L’élaboration du plan de développement quinquennal 2026-2030 est arrivée à son terme, à l’issue d’une expérience inédite en Tunisie fondée sur une méthodologie ascendante, partant du niveau local vers le niveau national. Ce processus s’est appuyé sur 3 671 séances de concertation organisées dans l’ensemble des gouvernorats.
Ce plan, qui a été au centre d’une rencontre tenue mercredi dernier entre le président de la République, Kaïs Saïed, la cheffe du gouvernement, Sarra Zaafrani Zenzri, et le ministre de l’Économie et de la Planification, Samir Abdelhafidh, rompt avec l’approche centralisée traditionnelle.

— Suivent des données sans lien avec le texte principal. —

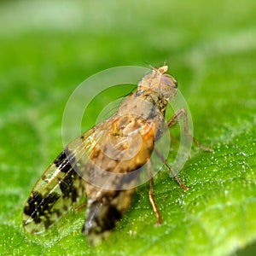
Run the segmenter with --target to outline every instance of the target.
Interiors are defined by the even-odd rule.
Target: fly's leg
[[[149,189],[148,189],[149,201],[152,205],[154,212],[155,213],[157,218],[157,224],[160,225],[162,224],[162,218],[154,198],[154,179],[153,179],[153,172],[152,172],[150,159],[148,160],[147,165],[148,165],[148,172],[149,176]]]
[[[157,156],[161,160],[163,164],[165,164],[165,166],[169,169],[172,175],[175,177],[176,181],[178,183],[178,184],[181,186],[181,188],[184,190],[188,190],[189,188],[179,179],[177,173],[174,172],[174,170],[172,168],[172,166],[166,160],[165,157],[160,153],[160,151],[156,148],[154,148],[154,150],[155,154],[157,154]]]
[[[205,151],[213,151],[212,148],[205,147],[201,143],[200,143],[189,132],[189,125],[188,125],[188,113],[187,110],[183,108],[180,108],[174,115],[167,121],[167,125],[169,128],[173,126],[175,124],[178,122],[181,117],[183,117],[183,124],[184,124],[184,133],[185,136],[190,138],[195,144],[196,144],[199,148],[202,148]]]

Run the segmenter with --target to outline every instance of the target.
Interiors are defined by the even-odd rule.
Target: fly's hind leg
[[[154,198],[154,179],[153,179],[153,172],[152,172],[150,159],[148,159],[147,165],[148,165],[148,172],[149,176],[149,189],[148,189],[149,201],[152,205],[154,212],[155,213],[157,218],[157,224],[160,225],[162,224],[162,218]]]
[[[201,143],[200,143],[189,132],[189,125],[188,125],[188,113],[187,110],[183,108],[180,108],[174,115],[167,121],[167,125],[169,128],[176,125],[180,118],[183,117],[183,124],[184,124],[184,134],[186,137],[190,138],[195,144],[202,148],[205,151],[213,151],[212,148],[205,147]]]
[[[188,190],[189,188],[179,179],[179,177],[177,177],[177,174],[174,172],[174,170],[172,168],[172,166],[167,163],[166,160],[160,154],[160,152],[156,148],[154,148],[154,150],[156,155],[161,160],[163,164],[165,164],[165,166],[169,169],[170,172],[175,177],[176,181],[178,183],[178,184],[181,186],[181,188],[184,190]]]

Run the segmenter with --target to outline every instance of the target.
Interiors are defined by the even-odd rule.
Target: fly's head
[[[164,104],[173,98],[177,93],[177,82],[170,74],[166,73],[168,66],[153,68],[152,73],[146,75],[139,83],[138,90],[148,91],[152,96],[155,96]]]

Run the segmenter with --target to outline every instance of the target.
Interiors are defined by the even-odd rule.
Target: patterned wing
[[[94,147],[94,132],[92,128],[68,144],[38,181],[23,211],[27,232],[44,232],[84,195],[84,181],[74,166],[81,157],[86,160],[84,154]]]

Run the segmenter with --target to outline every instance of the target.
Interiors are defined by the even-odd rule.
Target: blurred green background
[[[254,0],[1,1],[0,254],[253,251],[255,245],[247,247],[256,241],[255,10]],[[180,175],[187,192],[166,170],[159,173],[163,225],[154,226],[144,184],[97,248],[80,233],[84,210],[70,212],[45,236],[26,234],[23,206],[62,148],[62,113],[73,90],[106,68],[165,61],[189,106],[195,137],[215,154],[193,148]],[[87,118],[90,124],[93,113]]]

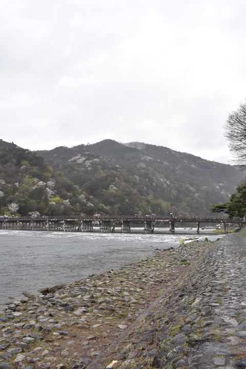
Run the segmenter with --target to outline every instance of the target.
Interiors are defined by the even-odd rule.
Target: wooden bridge
[[[29,231],[59,231],[73,232],[93,232],[93,228],[99,232],[114,232],[115,227],[120,226],[122,233],[130,232],[131,228],[142,225],[145,233],[153,233],[155,227],[169,226],[169,231],[175,233],[175,224],[184,227],[184,223],[195,223],[196,232],[200,232],[201,223],[209,223],[219,225],[228,232],[229,225],[237,225],[241,228],[245,220],[241,218],[230,218],[222,216],[175,216],[172,214],[165,216],[146,216],[111,215],[108,216],[43,216],[32,217],[0,217],[0,229],[23,230]]]

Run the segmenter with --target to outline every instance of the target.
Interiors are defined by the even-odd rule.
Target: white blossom
[[[64,200],[63,203],[66,207],[69,207],[70,208],[72,208],[71,204],[69,202],[69,200]]]
[[[8,206],[8,209],[11,213],[16,213],[19,209],[19,206],[15,202],[12,202]]]
[[[110,190],[117,190],[117,187],[115,187],[113,184],[110,184],[109,188]]]
[[[54,187],[55,186],[55,179],[50,179],[49,181],[47,182],[46,183],[46,185],[47,187],[49,187],[49,188],[54,188]]]
[[[29,212],[29,214],[31,215],[32,218],[39,218],[40,216],[40,214],[39,212]]]

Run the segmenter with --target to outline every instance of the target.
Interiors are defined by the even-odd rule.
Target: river
[[[166,230],[164,231],[166,232]],[[0,230],[0,308],[24,291],[79,280],[178,247],[181,238],[210,240],[212,230],[175,229],[170,234],[59,232]],[[219,237],[221,237],[219,236]]]

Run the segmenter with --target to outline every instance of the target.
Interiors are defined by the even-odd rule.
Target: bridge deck
[[[74,231],[77,232],[93,231],[93,226],[99,225],[101,232],[114,232],[116,225],[120,224],[122,232],[130,232],[133,224],[144,224],[145,233],[154,232],[156,224],[168,223],[171,233],[175,232],[175,223],[195,223],[197,233],[199,233],[200,223],[216,223],[224,227],[228,232],[228,224],[236,224],[241,228],[245,224],[243,218],[213,216],[146,216],[111,215],[108,216],[49,216],[32,218],[31,217],[0,217],[0,229],[9,230],[29,230],[33,231]],[[179,227],[180,224],[179,224]]]

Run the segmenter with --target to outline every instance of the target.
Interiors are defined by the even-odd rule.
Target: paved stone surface
[[[215,243],[88,368],[246,367],[245,247],[236,234]]]
[[[0,369],[246,367],[245,245],[186,243],[11,300]]]

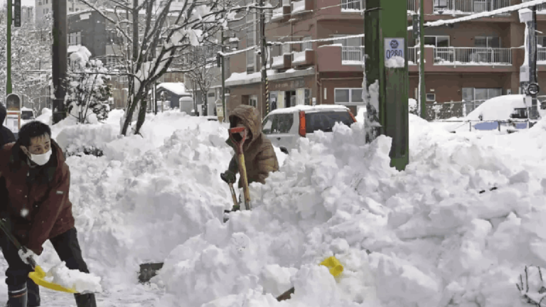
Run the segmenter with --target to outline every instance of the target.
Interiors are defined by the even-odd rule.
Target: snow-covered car
[[[356,119],[344,106],[296,106],[271,112],[264,119],[262,131],[273,145],[288,154],[299,138],[318,130],[331,132],[336,122],[350,126]]]

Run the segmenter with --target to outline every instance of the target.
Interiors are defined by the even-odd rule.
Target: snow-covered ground
[[[99,306],[518,307],[524,266],[546,265],[545,122],[459,134],[410,114],[402,172],[389,166],[388,138],[365,144],[362,122],[337,125],[277,151],[280,171],[251,185],[252,210],[224,224],[227,126],[167,112],[121,138],[122,115],[53,128],[65,148],[105,154],[68,158],[84,257],[102,278]],[[332,255],[345,267],[336,278],[318,265]],[[58,262],[50,243],[39,260]],[[137,284],[139,264],[162,261],[149,285]],[[292,286],[291,299],[275,300]],[[43,306],[73,301],[44,291]]]

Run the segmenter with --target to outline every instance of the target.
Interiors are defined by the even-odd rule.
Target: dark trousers
[[[82,257],[82,250],[77,242],[77,232],[75,228],[51,238],[50,241],[53,244],[59,258],[66,263],[68,269],[89,273],[87,265]],[[17,248],[6,235],[1,236],[0,239],[0,247],[2,249],[4,257],[9,266],[6,271],[6,284],[8,285],[8,291],[17,291],[26,284],[28,289],[28,306],[39,306],[38,287],[28,278],[28,273],[33,271],[31,266],[23,262],[19,257]]]

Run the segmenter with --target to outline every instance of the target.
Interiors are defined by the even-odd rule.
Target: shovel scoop
[[[22,249],[24,252],[26,252],[28,250],[26,247],[21,246],[19,242],[17,241],[17,239],[16,239],[15,237],[11,235],[11,232],[9,231],[7,226],[6,225],[6,221],[3,219],[0,219],[0,228],[2,229],[8,238],[9,238],[10,241],[14,243],[14,245],[15,245],[17,249]],[[26,260],[32,267],[32,269],[34,270],[34,271],[28,273],[28,277],[32,279],[32,281],[34,281],[34,283],[36,283],[37,285],[61,292],[68,292],[71,293],[78,293],[73,289],[65,288],[60,284],[46,281],[46,272],[43,271],[43,269],[42,269],[41,266],[36,264],[36,262],[34,260],[34,259],[32,257],[28,257]]]

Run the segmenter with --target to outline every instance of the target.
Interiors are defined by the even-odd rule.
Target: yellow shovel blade
[[[44,279],[46,277],[46,272],[43,271],[43,269],[40,267],[40,266],[36,266],[36,267],[34,268],[33,272],[28,273],[28,277],[30,277],[31,279],[32,279],[32,281],[34,281],[37,285],[41,286],[44,288],[50,289],[51,290],[62,292],[68,292],[73,293],[77,293],[77,291],[73,289],[65,288],[63,286],[58,285],[57,284],[53,284],[52,282],[46,281],[46,279]]]
[[[330,269],[330,274],[334,276],[338,276],[343,271],[343,266],[339,263],[339,260],[337,258],[332,256],[329,258],[326,258],[323,262],[321,262],[321,265],[323,265]]]

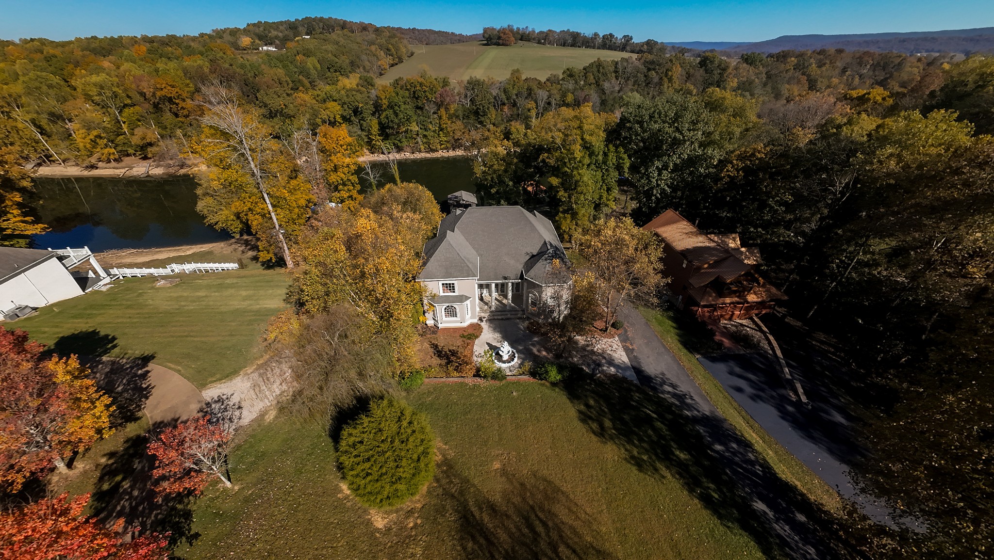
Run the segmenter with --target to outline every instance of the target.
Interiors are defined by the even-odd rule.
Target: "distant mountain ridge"
[[[672,45],[681,44],[673,43]],[[908,55],[917,53],[972,55],[974,53],[994,53],[994,27],[905,33],[784,35],[758,43],[745,43],[724,49],[713,48],[736,53],[845,49],[847,51],[894,51]]]

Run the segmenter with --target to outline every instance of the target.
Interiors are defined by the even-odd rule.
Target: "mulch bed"
[[[472,377],[476,373],[473,345],[483,333],[483,326],[436,329],[421,327],[414,343],[417,363],[431,370],[430,377]]]

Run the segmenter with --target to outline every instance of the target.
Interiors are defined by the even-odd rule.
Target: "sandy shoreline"
[[[446,150],[441,152],[413,152],[398,153],[390,157],[395,157],[399,161],[408,160],[427,160],[436,158],[459,158],[469,156],[465,150]],[[371,154],[359,158],[361,163],[385,162],[390,157],[383,154]],[[192,163],[192,162],[191,162]],[[157,167],[150,162],[143,162],[137,158],[126,158],[122,162],[113,164],[100,164],[95,168],[84,168],[79,165],[44,165],[34,169],[35,177],[42,178],[83,178],[83,177],[107,177],[113,179],[147,179],[174,177],[178,175],[194,175],[203,171],[202,164],[181,165],[174,167]]]

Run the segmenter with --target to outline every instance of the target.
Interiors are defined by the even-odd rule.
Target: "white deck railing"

En effet, la réalisation de ce plan s’appuie sur les conseils locaux élus le 24 décembre 2024 et qui ont constitué des conseils régionaux de développement en fonction des spécificités économiques et sociales de chaque région.
Cette démarche ascendante, du local au régional puis au national, vise à rendre les politiques publiques adaptées à la réalité du terrain et davantage en adéquation avec les préoccupations des citoyens.
Les concertations ont permis de dégager plusieurs priorités, notamment la simplification des procédures administratives, l’amélioration des infrastructures, le développement du transport public, le renforcement des services de santé et la recherche de solutions à la crise du logement, marquée par la hausse des prix de l’immobilier et les difficultés d’accès aux crédits bancaires.
Les discussions ont également mis en avant la qualité de vie comme enjeu central, à travers le développement des transports, la création d’espaces verts, l’amélioration des services de proximité et le recours accru aux énergies renouvelables.
Dans ce cadre, le gouvernement envisage des mécanismes d’accès progressif à la propriété, dont la location-accession, pour les catégories à revenu faible et moyen.
Selon la cheffe du gouvernement, ce plan repose sur des dimensions économiques et sociales intégrées. Sa mise en œuvre sera suivie par les conseils locaux, tandis que l’administration assurera la coordination.
Le plan s’inscrit dans une orientation visant à renforcer le rôle social de l’État, conformément aux priorités de la loi de finances 2026, axées sur la promotion de l’emploi, la réduction du taux de chômage, l’amélioration des revenus et des pensions de retraite dans les secteurs public et privé, le soutien à la protection sociale et le renforcement des secteurs prioritaires, notamment la santé, le logement, le transport et l’éducation.
Le gouvernement a, d’ailleurs, décidé d’ouvrir des recrutements dans la fonction publique, notamment au profit des diplômés de l’enseignement supérieur et des chômeurs de longue durée, tout en poursuivant la régularisation de la situation des agents contractuels et des travailleurs des chantiers, toutes catégories confondues, ainsi que l’intégration des enseignants et instituteurs suppléants, un processus déjà engagé depuis quelque temps.
Par ailleurs, les efforts de lutte contre le travail précaire ont effectivement commencé, conformément aux dispositions de la loi n° 9 de 2025 du 21 mai 2025 relative à l’organisation des contrats de travail et à l’interdiction de la sous-traitance, ainsi qu’au décret n° 327 de 2025 du 17 juin 2025 interdisant la sous-traitance dans le secteur public.
La loi de finances pour la nouvelle année comporte également des mesures visant à renforcer les programmes d’accompagnement des catégories à revenu limité, dans l’objectif de réduire les inégalités économiques et sociales, tout en développant les systèmes de sécurité sociale afin de garantir la protection sociale et la couverture sanitaire universelle.
Malgré les espoirs et les enjeux portés par ce plan, le principal défi demeure la capacité de l’appareil exécutif à traduire les choix annoncés en réalisations concrètes sur le terrain. Le président de la République l’a d’ailleurs souligné, estimant que la réussite du plan ne dépend pas uniquement de l’adoption des textes législatifs, mais aussi de l’engagement effectif des responsables chargés de leur mise en œuvre.